I look down, reflecting on this whole situation, disappointed in myself.

"It's okay, Maddy. It was an accident. It's not like you planned for something like this to happen."

"No, I didn't, you're right. But it is my fault, I haven't really been consistent with my birth control and we haven't used a condom in forever." I admit.

"Okay, I love you, but that's pretty stupid." She laughs, but not in a malicious way, in a more honest way, which I appreciated.

I laugh at her comment.

"I completely agree with you. It was very stupid. We were both stupid." She smiles lightly.

"How are you feeling now?" She asks.

"I'm okay. But it was a long day. It was really emotional, actually. This might sound crazy, but I'm a little upset. I'm relieved, because I don't want a baby, definitely not now at least, but I still lost one, you know? Like there was a human being living inside of me and I didn't even know. I don't know, it's a lot to take in and it just sounds crazy."

"That doesn't sound crazy at all. That's completely valid. Even though you didn't know and weren't pregnant for very long, you still had that mother's instinct. Now I'm probably the one that sounds crazy, but it's true. You lost your child. Sure, you didn't want one and you weren't ready, but that doesn't mean that still wasn't your own child. You know?" I feel so relieved that she understands. She understands me a lot better than Jungkook did. I don't think he'll ever understand, to be honest. But I'm glad Dana does.

The situation mixed with Dana's reaction made the tears come back.

"You're right." I sniffle. "I felt weird about it. I tried to tell Jungkook but he didn't really understand. It's not his fault, but I'm glad at least you do. But I can't stop thinking about other what ifs."

"First of all, he's a stupid boy. Second, like what kind of what ifs?"

"Well, I was thinking like what if nothing had happened today and I didn't have a miscarriage. When would I have found out I was pregnant? Or what if I found out another way, instead of finding out through the miscarriage, like would I have kept it? There are so many possibilities." A million thoughts are racing in my mind right now. I honestly wouldn't even know how to handle this situation if it happened any other way.

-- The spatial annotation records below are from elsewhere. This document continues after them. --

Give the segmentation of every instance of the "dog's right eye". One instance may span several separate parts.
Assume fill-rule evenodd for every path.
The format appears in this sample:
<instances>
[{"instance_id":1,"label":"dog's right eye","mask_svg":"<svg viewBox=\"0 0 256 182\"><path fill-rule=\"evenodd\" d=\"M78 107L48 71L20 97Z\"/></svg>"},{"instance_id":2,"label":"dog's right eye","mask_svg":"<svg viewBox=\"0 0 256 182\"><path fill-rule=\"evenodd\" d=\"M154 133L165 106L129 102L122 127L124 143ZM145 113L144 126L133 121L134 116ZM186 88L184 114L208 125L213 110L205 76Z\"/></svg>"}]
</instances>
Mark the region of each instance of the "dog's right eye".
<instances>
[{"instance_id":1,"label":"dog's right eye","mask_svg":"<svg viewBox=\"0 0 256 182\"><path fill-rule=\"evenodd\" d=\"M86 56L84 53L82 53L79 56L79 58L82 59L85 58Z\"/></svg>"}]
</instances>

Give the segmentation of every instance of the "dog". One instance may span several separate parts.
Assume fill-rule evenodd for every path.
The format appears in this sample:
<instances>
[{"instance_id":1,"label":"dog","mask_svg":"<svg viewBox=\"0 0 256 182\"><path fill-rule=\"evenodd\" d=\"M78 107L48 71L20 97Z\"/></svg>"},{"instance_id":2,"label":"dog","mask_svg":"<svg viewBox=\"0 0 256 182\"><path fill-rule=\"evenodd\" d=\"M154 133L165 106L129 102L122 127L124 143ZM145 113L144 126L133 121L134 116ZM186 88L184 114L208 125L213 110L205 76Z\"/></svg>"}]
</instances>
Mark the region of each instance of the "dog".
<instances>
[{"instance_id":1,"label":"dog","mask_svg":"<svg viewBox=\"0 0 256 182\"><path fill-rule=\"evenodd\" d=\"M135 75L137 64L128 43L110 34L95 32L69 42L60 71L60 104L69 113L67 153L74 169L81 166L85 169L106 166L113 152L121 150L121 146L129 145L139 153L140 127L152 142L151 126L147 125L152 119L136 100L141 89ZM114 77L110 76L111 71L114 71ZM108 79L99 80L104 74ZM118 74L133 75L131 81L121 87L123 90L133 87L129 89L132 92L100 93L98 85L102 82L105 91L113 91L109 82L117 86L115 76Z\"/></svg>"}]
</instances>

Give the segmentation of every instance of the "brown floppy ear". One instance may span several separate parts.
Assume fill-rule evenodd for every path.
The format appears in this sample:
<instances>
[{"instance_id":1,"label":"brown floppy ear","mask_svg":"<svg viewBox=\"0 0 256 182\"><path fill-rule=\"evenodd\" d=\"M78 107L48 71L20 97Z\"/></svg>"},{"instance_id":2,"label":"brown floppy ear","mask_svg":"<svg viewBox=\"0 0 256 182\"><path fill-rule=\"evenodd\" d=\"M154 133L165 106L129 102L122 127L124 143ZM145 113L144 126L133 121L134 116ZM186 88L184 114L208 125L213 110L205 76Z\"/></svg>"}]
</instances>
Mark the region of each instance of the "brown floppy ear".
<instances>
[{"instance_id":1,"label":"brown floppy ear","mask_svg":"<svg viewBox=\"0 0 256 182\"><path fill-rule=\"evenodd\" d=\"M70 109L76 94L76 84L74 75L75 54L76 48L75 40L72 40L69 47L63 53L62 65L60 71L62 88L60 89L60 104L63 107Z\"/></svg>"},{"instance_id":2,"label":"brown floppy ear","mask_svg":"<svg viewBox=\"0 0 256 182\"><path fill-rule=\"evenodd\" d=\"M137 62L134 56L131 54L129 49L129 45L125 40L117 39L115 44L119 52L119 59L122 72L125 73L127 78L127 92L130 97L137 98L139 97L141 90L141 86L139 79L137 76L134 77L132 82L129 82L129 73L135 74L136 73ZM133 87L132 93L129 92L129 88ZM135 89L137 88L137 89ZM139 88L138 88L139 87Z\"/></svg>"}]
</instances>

"Well, luckily, you don't have to think about that. Everything that happened, happened for a reason and you can't change that. You can't possibly think about what you could've done in another situation because you're not in it. If you actually were in that situation, you would act differently and think differently in that moment."

"You're right. I shouldn't think about that."

"No you shouldn't. You should be focusing on school." She says sternly, but only for my best interest.

"I can't believe I start in two weeks. And I can't believe I have the next two weeks off of work, completely. It's crazy to think that."

"You definitely need a break though, Maddy. That's why the doctor made you stay home and not go. Plus, you need to get ready for school! I'm so excited for you, I'll help you go shopping for supplies. Oh and clothes! You're gonna need new clothes."